Patch delivers medication by breaking needles off in the eye
We've already heard about "microneedle" patches that near-painlessly deliver medication through the skin. Well, scientists at Nanyang Technological University, Singapore have now taken the same approach to treating eye diseases. They've developed a tiny patch laden with even tinier needles, which get poked into the eyeball.
While eye drops are the most frequently-used means of delivering medication to the eye, they have a problem – much of the medication simply gets washed out of the eye by tears. One alternative involves using hypodermic needles to inject medication right into the inside of the eye, although patients have to go to a clinic for each injection, plus of course it's not a pleasant procedure. Additionally, it can cause infections.
The NTU Singapore patch reportedly combines the painlessness and ease-of-use of eye drops with the effectiveness of injections. Developed by a team led by Prof. Chen Peng, it's made of hyaluronic acid, which is naturally found in the eye. The device measures 2 by 2 mm in its current configuration (a larger version is in the works, see photo below), and its underside contains nine tiny needles that can be loaded with medication. Each needle is thinner than a human hair, and is pyramid-shaped for optimal tissue penetration.
The patch simply gets pressed once against the cornea (the surface of the eye) and then withdrawn, apparently causing very little discomfort. When it's pulled away, however, the microneedles break off and remain in the outer layer of the cornea. They then proceed to slowly dissolve, gradually dispensing their payload of medication into the eye as they do so.

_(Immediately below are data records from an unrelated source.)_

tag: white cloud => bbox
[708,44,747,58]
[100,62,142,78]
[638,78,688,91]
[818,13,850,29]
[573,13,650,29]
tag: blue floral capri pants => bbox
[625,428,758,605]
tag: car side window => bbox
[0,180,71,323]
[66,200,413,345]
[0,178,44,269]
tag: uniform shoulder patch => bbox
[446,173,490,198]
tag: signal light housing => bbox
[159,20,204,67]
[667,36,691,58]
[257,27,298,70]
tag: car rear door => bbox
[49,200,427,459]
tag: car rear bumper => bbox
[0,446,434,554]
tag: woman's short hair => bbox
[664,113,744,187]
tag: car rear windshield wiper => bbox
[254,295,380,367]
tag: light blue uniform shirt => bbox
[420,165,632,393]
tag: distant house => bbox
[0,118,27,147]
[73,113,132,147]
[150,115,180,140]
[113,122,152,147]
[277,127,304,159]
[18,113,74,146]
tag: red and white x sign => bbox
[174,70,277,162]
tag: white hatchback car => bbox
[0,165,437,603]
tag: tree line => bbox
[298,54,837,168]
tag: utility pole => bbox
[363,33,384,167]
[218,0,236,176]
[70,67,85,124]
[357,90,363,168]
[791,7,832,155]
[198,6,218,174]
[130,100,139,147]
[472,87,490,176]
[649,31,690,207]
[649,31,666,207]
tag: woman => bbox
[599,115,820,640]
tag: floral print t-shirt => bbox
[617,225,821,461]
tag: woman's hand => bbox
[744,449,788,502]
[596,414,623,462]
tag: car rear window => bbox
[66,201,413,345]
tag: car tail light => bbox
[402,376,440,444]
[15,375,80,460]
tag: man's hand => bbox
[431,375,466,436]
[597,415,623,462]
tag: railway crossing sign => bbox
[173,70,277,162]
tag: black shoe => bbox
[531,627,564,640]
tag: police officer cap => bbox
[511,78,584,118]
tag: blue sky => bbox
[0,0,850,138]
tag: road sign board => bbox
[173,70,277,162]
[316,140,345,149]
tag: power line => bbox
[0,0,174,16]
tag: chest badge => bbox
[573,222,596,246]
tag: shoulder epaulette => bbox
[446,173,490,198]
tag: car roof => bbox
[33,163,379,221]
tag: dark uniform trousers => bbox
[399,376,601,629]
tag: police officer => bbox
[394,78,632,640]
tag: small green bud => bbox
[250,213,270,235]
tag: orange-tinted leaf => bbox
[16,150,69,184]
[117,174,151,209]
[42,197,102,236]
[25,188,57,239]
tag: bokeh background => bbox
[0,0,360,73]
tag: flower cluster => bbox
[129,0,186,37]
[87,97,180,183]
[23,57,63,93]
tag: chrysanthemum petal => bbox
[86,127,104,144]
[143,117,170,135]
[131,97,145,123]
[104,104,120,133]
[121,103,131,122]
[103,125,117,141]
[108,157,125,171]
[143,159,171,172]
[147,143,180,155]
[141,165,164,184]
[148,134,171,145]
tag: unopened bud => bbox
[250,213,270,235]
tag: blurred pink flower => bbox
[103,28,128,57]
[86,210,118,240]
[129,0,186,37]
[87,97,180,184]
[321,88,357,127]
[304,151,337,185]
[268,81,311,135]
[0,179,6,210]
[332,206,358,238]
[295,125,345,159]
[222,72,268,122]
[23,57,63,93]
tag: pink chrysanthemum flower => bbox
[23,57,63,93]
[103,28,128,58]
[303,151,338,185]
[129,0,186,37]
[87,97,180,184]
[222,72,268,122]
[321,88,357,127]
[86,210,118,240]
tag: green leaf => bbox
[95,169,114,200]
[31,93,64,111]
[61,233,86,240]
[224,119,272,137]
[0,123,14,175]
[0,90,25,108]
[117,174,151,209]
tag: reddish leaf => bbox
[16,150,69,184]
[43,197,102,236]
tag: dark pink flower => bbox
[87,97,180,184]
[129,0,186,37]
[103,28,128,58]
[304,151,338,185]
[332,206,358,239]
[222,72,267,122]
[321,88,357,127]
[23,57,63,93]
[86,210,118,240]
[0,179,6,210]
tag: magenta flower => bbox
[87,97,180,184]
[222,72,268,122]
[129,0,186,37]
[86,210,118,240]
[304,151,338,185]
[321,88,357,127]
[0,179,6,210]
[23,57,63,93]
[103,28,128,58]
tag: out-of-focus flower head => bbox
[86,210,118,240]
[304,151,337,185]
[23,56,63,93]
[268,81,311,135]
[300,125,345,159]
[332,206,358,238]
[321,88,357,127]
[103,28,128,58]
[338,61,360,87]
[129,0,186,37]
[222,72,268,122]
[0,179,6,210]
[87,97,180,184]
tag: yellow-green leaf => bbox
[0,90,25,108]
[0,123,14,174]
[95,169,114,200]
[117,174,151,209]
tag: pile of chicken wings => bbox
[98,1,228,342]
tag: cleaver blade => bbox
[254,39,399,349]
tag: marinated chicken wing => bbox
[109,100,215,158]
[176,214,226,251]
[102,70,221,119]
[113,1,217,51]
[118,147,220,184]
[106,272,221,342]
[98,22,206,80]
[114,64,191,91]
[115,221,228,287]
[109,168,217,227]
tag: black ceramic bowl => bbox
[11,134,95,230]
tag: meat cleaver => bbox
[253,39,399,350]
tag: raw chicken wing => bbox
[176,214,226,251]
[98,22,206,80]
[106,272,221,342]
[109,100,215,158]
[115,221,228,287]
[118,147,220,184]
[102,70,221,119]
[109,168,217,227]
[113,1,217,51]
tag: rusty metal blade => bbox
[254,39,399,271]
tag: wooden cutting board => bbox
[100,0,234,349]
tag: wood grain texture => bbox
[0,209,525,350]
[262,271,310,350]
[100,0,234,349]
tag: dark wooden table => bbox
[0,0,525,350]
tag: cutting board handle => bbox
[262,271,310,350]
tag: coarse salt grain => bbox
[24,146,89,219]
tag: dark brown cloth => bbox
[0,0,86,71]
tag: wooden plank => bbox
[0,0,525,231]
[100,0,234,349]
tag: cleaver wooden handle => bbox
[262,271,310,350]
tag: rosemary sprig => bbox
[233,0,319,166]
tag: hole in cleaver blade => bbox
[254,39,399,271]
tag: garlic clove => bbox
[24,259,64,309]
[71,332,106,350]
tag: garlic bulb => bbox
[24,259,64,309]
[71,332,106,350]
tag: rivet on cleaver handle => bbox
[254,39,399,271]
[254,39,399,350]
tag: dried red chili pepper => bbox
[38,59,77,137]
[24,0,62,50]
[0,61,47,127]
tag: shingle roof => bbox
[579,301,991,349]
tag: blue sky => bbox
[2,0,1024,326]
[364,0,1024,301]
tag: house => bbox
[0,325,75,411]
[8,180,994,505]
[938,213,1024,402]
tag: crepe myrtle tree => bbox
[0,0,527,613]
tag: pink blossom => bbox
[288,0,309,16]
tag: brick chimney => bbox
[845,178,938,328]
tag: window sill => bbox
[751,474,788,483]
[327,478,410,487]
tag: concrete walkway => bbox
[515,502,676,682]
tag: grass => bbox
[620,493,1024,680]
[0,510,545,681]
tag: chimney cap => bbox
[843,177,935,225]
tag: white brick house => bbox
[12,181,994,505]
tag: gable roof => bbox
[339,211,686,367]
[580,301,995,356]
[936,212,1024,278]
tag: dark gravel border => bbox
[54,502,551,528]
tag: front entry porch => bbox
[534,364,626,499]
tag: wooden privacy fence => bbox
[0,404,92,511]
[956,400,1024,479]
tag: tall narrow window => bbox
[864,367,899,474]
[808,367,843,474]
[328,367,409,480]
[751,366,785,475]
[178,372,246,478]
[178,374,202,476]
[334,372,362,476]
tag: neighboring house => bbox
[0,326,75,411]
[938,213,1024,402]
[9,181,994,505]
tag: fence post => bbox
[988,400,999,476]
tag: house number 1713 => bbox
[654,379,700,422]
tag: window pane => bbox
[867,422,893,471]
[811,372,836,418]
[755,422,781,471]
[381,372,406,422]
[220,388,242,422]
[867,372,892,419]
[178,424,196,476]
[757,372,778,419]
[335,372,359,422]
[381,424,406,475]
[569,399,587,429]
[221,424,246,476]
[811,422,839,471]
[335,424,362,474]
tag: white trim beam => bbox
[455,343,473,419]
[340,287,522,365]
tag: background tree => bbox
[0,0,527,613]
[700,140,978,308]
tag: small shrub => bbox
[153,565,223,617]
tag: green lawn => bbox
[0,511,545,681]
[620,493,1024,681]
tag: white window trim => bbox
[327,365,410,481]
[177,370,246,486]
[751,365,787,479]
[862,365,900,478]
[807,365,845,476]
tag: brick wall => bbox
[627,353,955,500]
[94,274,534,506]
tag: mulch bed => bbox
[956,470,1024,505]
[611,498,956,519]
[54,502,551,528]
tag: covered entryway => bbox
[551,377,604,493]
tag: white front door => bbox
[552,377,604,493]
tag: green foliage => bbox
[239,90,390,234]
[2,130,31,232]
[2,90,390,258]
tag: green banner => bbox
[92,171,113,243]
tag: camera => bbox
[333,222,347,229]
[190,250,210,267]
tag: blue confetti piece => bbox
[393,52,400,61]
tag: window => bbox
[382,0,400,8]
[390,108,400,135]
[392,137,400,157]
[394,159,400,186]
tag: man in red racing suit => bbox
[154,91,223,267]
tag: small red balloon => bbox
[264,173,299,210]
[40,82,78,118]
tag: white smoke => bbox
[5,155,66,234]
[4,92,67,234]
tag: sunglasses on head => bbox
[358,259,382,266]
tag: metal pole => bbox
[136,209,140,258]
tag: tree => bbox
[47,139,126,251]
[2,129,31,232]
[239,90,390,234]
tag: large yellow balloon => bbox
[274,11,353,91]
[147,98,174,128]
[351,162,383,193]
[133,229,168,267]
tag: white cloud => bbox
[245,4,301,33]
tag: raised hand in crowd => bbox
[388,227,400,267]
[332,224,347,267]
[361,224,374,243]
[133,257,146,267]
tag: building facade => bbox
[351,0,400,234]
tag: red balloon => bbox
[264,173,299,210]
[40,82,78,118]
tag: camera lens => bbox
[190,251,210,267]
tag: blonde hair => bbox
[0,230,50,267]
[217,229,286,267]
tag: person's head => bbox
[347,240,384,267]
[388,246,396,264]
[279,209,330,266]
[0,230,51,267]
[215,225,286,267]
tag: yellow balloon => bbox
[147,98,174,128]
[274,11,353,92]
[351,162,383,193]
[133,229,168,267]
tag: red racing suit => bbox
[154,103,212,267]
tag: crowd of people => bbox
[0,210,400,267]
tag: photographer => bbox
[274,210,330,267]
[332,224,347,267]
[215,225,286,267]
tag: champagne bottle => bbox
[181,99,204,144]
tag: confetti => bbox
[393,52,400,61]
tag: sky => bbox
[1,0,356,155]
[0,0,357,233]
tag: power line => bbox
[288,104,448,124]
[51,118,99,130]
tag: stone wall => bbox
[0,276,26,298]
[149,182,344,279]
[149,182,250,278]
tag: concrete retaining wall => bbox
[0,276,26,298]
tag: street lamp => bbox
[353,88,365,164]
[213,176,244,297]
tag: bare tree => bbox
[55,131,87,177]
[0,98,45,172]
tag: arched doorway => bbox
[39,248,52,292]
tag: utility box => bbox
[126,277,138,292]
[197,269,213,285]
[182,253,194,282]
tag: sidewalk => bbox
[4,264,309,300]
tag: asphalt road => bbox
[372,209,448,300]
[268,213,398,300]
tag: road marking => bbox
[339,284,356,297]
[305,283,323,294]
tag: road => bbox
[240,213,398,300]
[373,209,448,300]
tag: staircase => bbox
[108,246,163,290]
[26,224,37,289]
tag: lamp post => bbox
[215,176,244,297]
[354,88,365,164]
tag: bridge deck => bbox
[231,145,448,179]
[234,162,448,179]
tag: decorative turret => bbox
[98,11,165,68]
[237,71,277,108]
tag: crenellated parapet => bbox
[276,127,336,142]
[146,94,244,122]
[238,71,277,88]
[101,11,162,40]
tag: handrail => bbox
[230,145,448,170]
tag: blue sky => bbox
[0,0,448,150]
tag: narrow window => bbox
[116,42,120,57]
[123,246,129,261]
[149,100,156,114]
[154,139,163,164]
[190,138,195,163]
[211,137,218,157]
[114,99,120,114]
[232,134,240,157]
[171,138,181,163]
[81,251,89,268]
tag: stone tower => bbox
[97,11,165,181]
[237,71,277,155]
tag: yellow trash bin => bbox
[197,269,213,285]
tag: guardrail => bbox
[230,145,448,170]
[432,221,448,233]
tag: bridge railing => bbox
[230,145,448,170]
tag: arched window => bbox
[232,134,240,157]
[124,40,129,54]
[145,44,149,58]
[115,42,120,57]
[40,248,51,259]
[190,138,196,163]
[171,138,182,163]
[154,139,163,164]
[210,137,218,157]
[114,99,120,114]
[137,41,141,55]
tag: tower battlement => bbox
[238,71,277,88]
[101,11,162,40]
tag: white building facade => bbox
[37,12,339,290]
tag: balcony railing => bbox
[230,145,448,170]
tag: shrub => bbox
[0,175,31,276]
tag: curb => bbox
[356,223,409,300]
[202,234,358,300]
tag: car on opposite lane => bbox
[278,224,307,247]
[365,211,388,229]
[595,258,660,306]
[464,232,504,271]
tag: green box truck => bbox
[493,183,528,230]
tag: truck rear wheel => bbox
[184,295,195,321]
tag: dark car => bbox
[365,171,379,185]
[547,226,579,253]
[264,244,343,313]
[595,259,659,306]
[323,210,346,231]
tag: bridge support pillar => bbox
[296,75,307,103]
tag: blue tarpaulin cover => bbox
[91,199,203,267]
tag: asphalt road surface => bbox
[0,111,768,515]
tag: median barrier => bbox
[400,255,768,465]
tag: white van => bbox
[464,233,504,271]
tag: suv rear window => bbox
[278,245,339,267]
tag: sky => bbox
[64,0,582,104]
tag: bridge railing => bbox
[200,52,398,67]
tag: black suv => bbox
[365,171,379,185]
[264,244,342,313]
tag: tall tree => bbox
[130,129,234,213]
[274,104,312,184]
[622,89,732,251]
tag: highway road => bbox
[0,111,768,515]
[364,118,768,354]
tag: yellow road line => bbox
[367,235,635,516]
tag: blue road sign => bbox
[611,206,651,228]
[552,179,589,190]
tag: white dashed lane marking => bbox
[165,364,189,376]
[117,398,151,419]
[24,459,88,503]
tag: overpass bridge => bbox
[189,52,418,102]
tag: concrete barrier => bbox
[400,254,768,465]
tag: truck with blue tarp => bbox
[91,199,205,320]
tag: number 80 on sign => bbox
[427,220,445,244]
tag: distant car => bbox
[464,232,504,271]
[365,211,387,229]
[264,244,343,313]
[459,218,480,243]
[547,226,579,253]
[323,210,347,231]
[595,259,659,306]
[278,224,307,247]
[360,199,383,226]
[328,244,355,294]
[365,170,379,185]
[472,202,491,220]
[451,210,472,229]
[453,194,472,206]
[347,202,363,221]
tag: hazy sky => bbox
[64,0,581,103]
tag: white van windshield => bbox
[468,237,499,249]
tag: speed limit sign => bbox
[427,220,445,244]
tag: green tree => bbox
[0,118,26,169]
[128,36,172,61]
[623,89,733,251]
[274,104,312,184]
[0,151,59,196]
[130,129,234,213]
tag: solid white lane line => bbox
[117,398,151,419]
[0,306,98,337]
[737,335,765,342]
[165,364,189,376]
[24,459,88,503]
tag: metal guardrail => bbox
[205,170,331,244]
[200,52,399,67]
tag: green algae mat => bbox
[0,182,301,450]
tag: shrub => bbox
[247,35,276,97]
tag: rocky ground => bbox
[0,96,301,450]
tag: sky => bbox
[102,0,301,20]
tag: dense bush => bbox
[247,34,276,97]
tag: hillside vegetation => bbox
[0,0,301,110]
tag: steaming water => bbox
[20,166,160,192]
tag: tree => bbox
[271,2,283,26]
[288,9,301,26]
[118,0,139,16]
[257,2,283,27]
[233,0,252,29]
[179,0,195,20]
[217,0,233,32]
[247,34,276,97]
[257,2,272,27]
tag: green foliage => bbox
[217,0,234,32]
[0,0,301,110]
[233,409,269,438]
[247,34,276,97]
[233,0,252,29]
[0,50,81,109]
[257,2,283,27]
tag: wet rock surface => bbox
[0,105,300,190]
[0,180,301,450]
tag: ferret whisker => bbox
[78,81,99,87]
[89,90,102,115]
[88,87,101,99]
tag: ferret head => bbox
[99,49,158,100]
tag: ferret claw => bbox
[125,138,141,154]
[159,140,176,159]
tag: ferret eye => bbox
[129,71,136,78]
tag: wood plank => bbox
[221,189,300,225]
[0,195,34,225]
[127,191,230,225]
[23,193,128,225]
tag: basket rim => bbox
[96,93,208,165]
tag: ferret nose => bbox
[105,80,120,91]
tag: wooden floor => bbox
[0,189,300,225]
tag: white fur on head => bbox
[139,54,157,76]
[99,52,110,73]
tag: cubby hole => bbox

In lab tests, the technology has been used to deliver an antibody known as DC101 to mice with corneal vascularisation – this is a condition in which blindness can result from blood vessels growing into the cornea. After just a single 1-microgram dose, there was a 90-percent reduction in the area of blood vessels within the animals' corneas. By contrast, in a group of mice that received a single and much larger 10-microgram dose of the medication in drop form, there was no significant reduction.
Additionally, one week after treatment with the patch, no puncture wounds were visible on the surface of the eyes.
"The microneedles are made of a substance found naturally in the body, and we have shown in lab tests on mice that they are painless and minimally invasive," says Peng. "If we successfully replicate the same results in human trials, the patch could become a good option for eye diseases that require long-term management at home, such as glaucoma and diabetic retinopathy."
A paper on the research was recently published in the journal Nature Communications.